У бабушки все комнаты в доме связаны между собой потайными ходами, вход в которые замаскирован под мебель. В одной комнате маленькая дверца шкафа оказывается вовсе не дверцей, а выходом в потайной коридор. А в другой — под сундуком, который не сдвигается, если не знать месторасположение тайного рычажка, — спуск на второй этаж прямо к служанкам. Об этом рассказала Эллин как-то старая Ду. Она рассказывала это совсем крошечной Эллин и думала, что та ничего не поймет. Та не поняла, но запомнила. Все эти штуки придумал муж бабушки — Боливар. Он, говорят, был совсем чокнутый. Водил в дом каких-то девок и оставался с ними на всю ночь, а когда утром к нему стучалась бабушка, тогда еще молодая леди, он торопливо прятал своих гостий в шкаф или заталкивал под диван, и они каким-то чудом оказывались в соседних комнатах и пугали до смерти черных слуг. Вот и паника — пересуды. Одна только бабушка Робийяр ни о чем не догадывалась.

Когда дедушка умирал, об этом никто не знал в городе. К нему пришла проститься бабушка, вдруг дверца шкафа позади нее тихо отворилась, и на пороге возникла одна из любимых девок мистера Робийяра. Они ничего не знала и, видимо, пришла поразвлечься.

Дедушка это увидел, но то ли уже совсем тронулся, то ли и на смертном одре решил себя выгородить, неизвестно. Он позвал бабушку, а когда та наклонилась над умирающим, тихо спросил ее:

— Эльза, они меня все-таки и здесь нашли. Видимо, это у меня судьба такая. Я знаю, как выглядит чистилище.

— Как? — переспросила любопытствующая старушка, дама весьма набожная.

— Это публичный дом.

Если бы дедушка не умирал, бабушка влепила бы ему пощечину.

— Посмотри сама, — и дедушка кивнул ей за спину.

Бабушка обернулась. За ее спиной стоял черный дворецкий Аллилуйя и плакал. Бабушка успокоилась, повернулась к мужу — а он уж и умер. Только после смерти мужа бабушка узнала о существовании таинственных переходов…

…Джекки Уилкс входил в салун. Его новоявленные друзья обещали ему удачную сделку. Этот Коричневый Арчи подстрелил тринадцать черно-бурых лис — у него водились деньги. «Главное — показать ему, что ты настоящий мужчина, — наставляли Джекки друзья. — И дело в шляпе. Он не остановится ни перед чем, лишь бы заполучить модный городской костюмчик». Позже Джекки так рассказывал своим друзьям об этом обмене…

Одиссея Джекки Уилкса, по прозвищу «Поэт»
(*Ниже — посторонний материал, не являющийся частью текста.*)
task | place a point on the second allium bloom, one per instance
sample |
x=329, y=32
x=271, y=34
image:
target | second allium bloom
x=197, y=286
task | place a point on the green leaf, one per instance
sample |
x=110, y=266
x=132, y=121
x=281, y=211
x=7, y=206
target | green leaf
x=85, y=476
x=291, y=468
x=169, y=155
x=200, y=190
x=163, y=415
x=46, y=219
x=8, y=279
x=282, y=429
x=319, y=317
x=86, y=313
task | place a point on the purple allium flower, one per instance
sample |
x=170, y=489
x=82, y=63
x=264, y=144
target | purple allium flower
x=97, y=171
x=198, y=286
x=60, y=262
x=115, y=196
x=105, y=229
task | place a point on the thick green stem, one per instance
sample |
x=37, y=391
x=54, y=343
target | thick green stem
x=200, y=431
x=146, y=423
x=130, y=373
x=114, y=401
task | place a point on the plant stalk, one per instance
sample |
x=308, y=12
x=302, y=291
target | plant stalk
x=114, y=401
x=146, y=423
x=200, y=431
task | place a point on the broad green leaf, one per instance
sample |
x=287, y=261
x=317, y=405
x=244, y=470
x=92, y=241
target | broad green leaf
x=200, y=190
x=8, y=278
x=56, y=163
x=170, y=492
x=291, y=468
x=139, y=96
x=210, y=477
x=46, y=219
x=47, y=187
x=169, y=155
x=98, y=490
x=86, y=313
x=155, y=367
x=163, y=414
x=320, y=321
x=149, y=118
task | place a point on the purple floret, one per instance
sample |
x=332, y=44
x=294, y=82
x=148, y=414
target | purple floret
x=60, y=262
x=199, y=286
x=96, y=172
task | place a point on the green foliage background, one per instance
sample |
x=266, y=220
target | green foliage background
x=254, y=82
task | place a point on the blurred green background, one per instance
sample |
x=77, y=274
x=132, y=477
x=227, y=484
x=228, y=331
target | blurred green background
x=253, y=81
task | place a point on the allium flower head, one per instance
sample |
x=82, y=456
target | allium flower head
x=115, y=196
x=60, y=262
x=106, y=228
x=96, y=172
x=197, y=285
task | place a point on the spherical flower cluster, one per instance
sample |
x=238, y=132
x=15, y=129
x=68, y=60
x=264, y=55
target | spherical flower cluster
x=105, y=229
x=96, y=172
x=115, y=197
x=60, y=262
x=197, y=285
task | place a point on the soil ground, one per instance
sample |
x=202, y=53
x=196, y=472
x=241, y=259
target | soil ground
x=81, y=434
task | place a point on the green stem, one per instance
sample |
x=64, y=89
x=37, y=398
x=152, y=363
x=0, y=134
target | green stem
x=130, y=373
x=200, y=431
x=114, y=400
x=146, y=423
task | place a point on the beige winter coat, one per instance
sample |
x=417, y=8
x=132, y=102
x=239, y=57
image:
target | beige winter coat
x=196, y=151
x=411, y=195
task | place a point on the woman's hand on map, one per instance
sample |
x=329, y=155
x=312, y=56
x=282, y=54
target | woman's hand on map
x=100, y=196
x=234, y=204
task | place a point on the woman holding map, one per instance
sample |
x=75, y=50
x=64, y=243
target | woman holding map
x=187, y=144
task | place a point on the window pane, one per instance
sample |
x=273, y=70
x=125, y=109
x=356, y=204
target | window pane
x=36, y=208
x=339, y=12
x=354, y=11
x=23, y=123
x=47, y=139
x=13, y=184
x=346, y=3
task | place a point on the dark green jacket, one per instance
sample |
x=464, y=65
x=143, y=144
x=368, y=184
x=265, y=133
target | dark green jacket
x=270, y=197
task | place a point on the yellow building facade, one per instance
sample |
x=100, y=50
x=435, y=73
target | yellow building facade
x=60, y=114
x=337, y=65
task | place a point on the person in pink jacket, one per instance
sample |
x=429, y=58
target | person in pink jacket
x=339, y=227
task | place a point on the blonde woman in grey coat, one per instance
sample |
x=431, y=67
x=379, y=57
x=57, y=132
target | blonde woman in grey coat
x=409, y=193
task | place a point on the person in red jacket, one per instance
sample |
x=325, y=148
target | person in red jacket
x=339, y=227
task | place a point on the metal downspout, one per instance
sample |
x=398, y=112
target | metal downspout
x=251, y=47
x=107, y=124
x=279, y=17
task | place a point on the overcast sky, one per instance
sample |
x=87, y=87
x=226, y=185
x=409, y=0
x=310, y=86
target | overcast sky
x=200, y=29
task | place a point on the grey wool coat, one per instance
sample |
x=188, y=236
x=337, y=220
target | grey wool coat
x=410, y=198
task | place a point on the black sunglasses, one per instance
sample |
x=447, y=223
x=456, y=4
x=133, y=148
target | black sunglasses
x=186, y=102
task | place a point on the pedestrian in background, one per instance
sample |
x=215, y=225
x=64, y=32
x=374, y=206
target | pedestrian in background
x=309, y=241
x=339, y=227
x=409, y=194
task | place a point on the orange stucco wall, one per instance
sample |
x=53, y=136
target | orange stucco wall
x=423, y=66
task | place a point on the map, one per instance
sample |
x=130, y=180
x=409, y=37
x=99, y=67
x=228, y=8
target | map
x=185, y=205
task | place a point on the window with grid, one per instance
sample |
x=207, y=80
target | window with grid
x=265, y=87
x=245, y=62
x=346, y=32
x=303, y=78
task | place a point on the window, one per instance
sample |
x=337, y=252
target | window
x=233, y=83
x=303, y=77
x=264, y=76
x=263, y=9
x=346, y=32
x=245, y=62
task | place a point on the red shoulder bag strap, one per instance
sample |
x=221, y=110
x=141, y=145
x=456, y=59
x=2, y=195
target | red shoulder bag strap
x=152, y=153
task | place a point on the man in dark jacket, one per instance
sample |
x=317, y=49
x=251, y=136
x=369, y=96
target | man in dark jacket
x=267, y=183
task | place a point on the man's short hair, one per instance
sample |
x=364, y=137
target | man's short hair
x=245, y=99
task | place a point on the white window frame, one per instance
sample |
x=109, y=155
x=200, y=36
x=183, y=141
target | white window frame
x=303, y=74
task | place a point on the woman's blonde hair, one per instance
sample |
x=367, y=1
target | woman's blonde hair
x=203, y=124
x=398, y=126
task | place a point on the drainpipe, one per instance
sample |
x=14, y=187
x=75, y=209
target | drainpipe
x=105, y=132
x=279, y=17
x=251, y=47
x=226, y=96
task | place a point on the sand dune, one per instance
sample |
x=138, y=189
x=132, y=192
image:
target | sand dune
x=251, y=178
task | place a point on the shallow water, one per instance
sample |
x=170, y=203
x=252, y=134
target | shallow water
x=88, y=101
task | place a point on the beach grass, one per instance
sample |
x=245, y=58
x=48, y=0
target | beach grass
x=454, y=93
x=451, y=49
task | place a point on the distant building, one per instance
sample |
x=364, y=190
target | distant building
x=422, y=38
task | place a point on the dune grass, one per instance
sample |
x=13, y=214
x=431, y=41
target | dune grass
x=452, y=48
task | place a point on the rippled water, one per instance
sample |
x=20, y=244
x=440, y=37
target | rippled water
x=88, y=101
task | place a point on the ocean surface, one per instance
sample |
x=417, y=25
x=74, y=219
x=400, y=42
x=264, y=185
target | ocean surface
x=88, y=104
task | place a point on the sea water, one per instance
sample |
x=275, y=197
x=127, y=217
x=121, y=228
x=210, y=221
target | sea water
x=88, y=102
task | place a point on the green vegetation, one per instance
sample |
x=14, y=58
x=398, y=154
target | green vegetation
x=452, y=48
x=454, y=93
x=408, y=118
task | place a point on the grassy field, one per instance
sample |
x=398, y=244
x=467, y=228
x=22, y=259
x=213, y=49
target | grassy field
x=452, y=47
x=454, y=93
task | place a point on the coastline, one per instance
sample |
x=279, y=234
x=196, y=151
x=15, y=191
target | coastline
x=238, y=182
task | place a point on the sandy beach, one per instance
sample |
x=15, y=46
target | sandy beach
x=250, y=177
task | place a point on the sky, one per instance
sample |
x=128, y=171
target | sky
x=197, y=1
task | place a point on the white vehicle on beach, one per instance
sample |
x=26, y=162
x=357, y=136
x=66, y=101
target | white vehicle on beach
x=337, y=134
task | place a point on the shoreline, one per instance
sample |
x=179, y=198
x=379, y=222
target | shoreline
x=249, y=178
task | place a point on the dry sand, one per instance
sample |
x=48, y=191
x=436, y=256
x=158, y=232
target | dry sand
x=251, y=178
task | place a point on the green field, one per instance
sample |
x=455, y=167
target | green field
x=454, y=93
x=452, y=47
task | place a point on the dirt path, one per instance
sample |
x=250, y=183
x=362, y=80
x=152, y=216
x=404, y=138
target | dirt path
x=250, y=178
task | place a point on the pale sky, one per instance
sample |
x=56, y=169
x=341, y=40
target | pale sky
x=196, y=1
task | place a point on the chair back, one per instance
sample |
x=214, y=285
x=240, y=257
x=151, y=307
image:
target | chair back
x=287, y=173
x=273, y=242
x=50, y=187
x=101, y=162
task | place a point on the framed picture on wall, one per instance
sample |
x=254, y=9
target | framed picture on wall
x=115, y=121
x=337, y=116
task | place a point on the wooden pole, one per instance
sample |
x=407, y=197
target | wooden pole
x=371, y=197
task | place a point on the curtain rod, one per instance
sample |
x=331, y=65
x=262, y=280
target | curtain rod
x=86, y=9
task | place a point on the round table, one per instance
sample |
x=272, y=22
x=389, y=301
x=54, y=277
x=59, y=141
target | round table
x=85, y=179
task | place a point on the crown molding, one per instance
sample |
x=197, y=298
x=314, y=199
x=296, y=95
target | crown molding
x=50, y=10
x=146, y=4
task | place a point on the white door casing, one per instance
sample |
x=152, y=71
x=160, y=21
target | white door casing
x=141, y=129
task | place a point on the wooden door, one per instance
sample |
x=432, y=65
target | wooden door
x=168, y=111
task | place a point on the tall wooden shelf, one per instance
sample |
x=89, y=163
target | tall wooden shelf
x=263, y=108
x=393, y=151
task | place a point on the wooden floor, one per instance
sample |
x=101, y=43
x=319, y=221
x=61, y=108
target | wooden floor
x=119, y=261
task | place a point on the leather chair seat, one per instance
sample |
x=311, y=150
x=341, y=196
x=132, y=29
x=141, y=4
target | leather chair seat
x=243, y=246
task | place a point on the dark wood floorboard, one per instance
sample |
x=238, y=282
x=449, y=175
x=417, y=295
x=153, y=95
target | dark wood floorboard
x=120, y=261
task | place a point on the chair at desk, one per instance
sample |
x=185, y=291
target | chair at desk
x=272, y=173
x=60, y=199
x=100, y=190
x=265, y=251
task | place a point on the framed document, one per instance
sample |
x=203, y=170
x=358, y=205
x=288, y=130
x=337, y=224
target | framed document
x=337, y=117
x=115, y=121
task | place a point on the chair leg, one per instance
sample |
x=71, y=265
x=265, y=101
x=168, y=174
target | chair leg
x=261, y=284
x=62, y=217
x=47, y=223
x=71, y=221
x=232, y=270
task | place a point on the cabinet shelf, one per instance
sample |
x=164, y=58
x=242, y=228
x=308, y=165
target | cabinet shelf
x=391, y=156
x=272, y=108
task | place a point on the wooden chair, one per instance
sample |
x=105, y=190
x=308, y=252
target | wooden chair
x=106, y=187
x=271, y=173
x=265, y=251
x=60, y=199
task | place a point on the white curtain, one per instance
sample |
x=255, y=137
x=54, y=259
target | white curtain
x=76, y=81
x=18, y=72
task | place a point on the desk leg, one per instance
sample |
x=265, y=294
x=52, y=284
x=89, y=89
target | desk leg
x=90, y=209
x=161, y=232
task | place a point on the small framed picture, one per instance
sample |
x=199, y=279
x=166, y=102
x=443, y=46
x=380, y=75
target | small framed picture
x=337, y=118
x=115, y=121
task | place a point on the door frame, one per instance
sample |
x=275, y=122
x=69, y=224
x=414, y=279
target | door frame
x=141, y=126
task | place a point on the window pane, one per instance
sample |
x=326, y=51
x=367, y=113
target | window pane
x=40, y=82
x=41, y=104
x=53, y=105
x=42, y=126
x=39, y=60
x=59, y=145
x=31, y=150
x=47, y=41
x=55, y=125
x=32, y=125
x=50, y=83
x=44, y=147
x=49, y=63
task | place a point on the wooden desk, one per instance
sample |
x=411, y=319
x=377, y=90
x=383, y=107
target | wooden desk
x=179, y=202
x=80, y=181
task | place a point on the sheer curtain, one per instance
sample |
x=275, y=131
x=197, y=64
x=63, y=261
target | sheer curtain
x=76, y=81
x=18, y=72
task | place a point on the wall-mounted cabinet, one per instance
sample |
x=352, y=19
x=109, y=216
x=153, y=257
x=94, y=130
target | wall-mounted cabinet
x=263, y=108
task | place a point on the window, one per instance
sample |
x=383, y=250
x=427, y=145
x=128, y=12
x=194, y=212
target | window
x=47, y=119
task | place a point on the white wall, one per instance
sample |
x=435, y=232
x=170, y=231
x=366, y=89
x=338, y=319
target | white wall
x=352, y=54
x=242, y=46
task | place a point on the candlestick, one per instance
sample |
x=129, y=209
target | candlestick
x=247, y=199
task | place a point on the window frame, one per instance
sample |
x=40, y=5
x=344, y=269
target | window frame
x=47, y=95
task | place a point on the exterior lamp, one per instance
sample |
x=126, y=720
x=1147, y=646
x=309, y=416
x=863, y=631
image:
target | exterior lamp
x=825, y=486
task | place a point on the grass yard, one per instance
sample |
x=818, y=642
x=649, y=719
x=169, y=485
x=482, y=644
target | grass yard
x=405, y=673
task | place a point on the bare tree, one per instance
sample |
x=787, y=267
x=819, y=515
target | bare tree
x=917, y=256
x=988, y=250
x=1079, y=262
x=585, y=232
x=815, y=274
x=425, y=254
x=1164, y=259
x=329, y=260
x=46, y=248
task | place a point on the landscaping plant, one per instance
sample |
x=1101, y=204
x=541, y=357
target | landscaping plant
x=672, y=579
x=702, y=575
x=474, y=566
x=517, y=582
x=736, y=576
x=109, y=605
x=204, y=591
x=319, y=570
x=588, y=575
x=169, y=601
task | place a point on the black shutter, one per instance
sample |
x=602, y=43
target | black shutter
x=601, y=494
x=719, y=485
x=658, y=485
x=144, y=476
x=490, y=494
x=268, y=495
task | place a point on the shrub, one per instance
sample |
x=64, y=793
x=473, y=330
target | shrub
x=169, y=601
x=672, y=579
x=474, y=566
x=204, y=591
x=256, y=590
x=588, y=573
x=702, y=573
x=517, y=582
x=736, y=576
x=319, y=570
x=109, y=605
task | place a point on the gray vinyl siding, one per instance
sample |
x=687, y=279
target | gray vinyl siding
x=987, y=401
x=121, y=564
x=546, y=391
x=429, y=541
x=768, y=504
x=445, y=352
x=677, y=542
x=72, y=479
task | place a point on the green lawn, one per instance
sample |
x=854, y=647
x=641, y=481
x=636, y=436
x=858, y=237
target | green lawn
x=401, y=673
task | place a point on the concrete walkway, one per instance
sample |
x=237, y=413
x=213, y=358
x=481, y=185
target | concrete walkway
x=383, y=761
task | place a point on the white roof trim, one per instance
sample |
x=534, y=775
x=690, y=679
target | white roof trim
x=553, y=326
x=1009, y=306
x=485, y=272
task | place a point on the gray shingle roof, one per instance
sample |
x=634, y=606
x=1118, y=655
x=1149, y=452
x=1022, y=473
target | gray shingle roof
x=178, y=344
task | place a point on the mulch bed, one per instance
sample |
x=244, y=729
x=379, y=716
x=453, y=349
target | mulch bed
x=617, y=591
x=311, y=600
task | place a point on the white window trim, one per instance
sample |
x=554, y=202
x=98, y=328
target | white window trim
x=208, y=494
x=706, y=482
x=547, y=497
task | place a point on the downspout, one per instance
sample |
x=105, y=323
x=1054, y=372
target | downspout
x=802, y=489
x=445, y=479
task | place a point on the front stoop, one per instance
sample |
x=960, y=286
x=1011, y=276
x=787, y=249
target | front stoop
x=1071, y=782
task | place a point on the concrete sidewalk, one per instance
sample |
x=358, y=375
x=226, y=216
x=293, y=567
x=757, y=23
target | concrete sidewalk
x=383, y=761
Мне повезло. Я нарвался на сумасшедшего охотника. Он только что подстрелил тринадцать чернобурых лис. Это было большой удачей для тех мест. Я встретил его в окраинном салуне, куда зашел узнать имена местных охотников, которым мог бы пригодиться городской костюм.

Салун был грязный, до этого я никогда не бывал в подобных, не умел пить и боялся грубых неотесанных мужланов.

Рядом с хозяином стоял дюжий молодец со щетиной, выдававшей в нем гуляку. От него непереносимо несло алкоголем, и смотрел он на всех сквозь щелки заплывших глаз.